While searching for scholarships can be easily done through the many worthy scholarship databases, finding institutional and private grants to help pay for college is more difficult, as many of these grants aren’t obvious. However, with a bit of dedicated snooping you should be able to find grant monies available from universities and colleges, professional societies, ethnic organizations, organizations for women, corporations and companies, regional governments and cities and local educational nonprofits.
College Financial Aid Office
You’ve applied to five schools and are hoping to be accepted by at least one of them. Don’t wait for that important acceptance letter, instead get in touch with the financial aid office of each college. What you need to find out is if there are any grants that would suit your circumstances or characteristics for which you might qualify. Colleges and universities often have endowments, money put aside just for helping students with a financial need, or with some sparkling talent or ability. Someone might have donated money to the school to help fund Methodist students or any other religious denomination. You won’t find that grant unless you ask and then apply. The first place to look for grants is your college’s financial aid office. If you’ve applied to five schools, then check with each one. Of course, if you end up not attending that particular school, then the grant you found might not apply to you anymore.
Academic departments are another source for grants. If you’re planning on majoring in computer science, check with that department’s secretary to see if there are any grants for undergrad students. Students in various academic disciplines or taking a particular course of study can sometimes find grants for their work. Ask at the departments for your major and minor if you already know what you’ll be studying. If you’re already in school, say a sophomore or junior, ask your professors about grants for students with your major. While these grants may be called by different names, awards or scholarships or presidential grants, just be sure you apply for it if there’s any chance you can qualify.
Corporations and Companies
These grants might be called scholarships, but since both award money towards a college education, but we can ignore that in the search. The trick is finding them. If both your parents work, see if the corporation or company they work for has grant money for college bound students. Major corporations often have a foundation or endowment they are allied with that provides money for various good causes, including higher education. Check with all the major corporations located or headquartered in your state. Even smaller local businesses might have scholarships or grants to fund higher education. If you’re still in high school, ask your guidance counselor, as they usually keep on top of all college related information, including funding for needy or talented students.
You may know of some professional associations already, if your parents or their friends belong to any, but if not, then you want to find a good professional association directory. Yahoo has a good number of directories, so start there. From there, you should be able to find the association’s main Web site and look for education fund or a similar key word. Naturally, you’ll only be contacting professional associations that might be within the purview of your college major, or again, if your parents belong. If you have a connection, then check with the association to see if they offer a grant or scholarship. If you’re planning on majoring in mechanical engineering, then it’s a natural for you to check with the professional associations connected to that industry.
Ethnic or Heritage Organizations
If your family is Irish American, find a directory that lists various Irish American organizations. While some of them may not have educational funds, undoubtedly some of them do. The same goes for every heritage and background.

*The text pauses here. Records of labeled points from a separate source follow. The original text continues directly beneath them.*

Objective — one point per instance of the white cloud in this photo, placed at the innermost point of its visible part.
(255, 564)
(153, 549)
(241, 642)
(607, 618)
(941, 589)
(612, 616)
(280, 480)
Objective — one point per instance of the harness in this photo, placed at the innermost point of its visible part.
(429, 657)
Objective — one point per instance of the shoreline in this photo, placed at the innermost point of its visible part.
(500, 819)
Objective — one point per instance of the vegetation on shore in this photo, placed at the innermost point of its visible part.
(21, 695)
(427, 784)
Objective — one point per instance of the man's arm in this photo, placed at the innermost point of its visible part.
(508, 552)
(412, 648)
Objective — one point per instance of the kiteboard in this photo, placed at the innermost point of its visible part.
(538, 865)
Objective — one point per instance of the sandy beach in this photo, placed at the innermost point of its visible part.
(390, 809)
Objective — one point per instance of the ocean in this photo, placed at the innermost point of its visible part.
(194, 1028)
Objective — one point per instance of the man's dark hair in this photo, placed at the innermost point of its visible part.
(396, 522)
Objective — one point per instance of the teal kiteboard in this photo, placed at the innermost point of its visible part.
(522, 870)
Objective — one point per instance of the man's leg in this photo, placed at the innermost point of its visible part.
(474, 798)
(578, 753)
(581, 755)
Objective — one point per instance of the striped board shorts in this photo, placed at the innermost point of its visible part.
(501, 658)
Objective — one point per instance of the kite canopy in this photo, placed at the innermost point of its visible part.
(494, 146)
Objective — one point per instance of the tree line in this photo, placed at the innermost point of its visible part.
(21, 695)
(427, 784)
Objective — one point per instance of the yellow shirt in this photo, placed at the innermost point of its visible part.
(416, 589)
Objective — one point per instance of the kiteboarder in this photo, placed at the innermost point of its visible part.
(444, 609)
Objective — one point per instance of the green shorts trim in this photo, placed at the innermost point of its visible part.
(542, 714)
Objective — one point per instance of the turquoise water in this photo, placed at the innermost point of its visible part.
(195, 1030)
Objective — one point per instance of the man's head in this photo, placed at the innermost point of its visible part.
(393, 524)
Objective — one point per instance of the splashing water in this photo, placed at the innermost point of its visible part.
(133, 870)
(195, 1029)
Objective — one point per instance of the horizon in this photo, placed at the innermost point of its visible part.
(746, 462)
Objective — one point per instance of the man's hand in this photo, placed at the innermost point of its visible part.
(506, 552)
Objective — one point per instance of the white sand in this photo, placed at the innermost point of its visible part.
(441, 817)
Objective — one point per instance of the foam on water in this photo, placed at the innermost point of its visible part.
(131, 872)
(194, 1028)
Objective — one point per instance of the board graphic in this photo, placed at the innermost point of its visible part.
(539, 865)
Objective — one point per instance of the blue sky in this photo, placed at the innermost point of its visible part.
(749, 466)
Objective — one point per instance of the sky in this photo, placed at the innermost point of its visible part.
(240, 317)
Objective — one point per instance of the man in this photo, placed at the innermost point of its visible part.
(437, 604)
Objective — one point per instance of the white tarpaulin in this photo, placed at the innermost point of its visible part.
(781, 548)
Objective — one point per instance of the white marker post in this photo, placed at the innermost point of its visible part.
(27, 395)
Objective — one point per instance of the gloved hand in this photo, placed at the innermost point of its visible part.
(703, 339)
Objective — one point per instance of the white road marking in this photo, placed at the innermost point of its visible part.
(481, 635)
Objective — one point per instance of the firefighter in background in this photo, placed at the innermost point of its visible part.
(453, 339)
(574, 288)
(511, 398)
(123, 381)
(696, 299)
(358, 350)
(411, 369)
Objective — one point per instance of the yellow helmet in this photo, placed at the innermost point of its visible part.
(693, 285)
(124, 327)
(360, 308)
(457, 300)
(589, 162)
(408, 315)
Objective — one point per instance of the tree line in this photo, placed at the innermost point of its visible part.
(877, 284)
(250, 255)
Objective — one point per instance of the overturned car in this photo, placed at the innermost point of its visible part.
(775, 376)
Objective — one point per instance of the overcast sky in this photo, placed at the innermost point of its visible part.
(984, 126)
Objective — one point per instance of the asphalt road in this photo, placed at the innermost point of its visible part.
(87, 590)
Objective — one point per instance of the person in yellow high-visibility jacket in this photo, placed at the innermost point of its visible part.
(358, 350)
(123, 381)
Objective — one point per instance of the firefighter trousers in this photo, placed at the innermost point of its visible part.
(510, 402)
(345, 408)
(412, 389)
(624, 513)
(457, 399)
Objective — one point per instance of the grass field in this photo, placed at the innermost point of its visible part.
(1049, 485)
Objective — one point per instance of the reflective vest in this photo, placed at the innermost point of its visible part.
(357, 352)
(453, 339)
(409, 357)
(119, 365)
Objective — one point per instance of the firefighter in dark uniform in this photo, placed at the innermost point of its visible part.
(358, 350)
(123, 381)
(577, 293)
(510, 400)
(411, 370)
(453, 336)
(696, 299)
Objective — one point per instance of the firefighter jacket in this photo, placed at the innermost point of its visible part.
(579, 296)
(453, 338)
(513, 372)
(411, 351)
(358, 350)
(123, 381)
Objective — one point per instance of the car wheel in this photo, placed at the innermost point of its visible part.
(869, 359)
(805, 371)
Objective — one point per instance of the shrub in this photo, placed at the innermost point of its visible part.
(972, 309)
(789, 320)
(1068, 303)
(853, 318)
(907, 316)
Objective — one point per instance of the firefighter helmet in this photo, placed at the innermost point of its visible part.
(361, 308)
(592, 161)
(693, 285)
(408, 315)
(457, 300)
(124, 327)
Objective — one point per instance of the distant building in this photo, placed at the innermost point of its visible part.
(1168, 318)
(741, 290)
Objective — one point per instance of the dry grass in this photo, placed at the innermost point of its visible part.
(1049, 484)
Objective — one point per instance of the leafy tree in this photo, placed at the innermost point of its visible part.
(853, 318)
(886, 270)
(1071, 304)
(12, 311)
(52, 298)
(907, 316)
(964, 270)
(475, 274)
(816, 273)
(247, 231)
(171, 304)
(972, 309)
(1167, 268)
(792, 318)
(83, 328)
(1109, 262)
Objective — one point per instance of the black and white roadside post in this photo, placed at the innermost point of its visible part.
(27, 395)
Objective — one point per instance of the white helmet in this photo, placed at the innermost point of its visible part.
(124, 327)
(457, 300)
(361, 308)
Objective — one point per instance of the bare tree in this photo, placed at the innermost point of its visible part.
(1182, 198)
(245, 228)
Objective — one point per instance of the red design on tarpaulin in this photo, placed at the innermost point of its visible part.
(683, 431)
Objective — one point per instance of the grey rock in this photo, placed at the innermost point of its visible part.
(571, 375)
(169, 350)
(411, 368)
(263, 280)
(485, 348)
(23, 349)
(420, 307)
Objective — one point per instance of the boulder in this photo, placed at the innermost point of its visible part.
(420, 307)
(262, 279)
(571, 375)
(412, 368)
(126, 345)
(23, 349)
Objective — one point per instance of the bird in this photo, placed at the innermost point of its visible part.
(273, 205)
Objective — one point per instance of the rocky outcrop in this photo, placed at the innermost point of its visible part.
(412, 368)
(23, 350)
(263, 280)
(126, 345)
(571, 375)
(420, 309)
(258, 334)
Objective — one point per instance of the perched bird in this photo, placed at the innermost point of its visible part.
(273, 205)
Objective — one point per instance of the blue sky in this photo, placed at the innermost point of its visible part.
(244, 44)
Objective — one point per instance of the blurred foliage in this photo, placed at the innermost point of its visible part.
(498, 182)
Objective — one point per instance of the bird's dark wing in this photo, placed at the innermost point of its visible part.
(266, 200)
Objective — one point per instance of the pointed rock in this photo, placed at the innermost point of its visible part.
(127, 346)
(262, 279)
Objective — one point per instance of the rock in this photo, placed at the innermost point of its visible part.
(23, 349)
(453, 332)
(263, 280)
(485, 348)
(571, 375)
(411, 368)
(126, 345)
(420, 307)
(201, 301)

You will find at least one but probably more associations or organizations for each nationality that migrated to America over the centuries.
If you’re African American, Native American or Hispanic, try looking for and contacting the organizations that exist to help people with your background. Just like the heritage organizations mentioned above, many of these organizations might have higher education funds to help out college students with grants and scholarships. Young women heading off to college should also check women’s organizations to see if there are grants for college. Women’s colleges also provide educational assistance to female students.
Former armed services students can find out about grants and scholarships from states, institutions and the military itself. The Reserve Officer Training Corps (ROTC) is another way to help pay for your college. ROTC has programs at over one thousand colleges and universities. You receive a paid education and a career after graduation in exchange for dedicating a few years to military service after graduation. Other education grants for former military students include grants for veterans, usually at the state level, and the Federal Tuition Assistance Program. If you’re currently in the armed forces, check into Military Tuition Assistance, which allows service members to obtain college degrees during their off duty hours.
Frankly, private education grants are even harder to find than grants from institutions or organizations. From $100 mini-grants awarded for an essay contest to full-ride academic grants, private grants span the spectrum. Make a list of all your characteristics, just as you did for the scholarship hunt, and see if there are any private education grants for dancers, composers, fire fighters, radio-controlled airplane operators, Frisbee throwers or any of your hobbies or favorite things to do. Fortunately, the Education Place has a Web page listing grant finding databases for students to fine tune their searches.
In summary, while grants are a little more difficult to find, if you begin to look around you, you’ll soon find grant sources waiting for your applications. While there’s no guarantee that you’ll qualify for most of the grants, you’re sure to find some that can help you fund your college years. It’s a bit of work to search, but since the payoff may be in the thousands, allowing you to attend college without taking out expensive student loans, then the searches are worth it.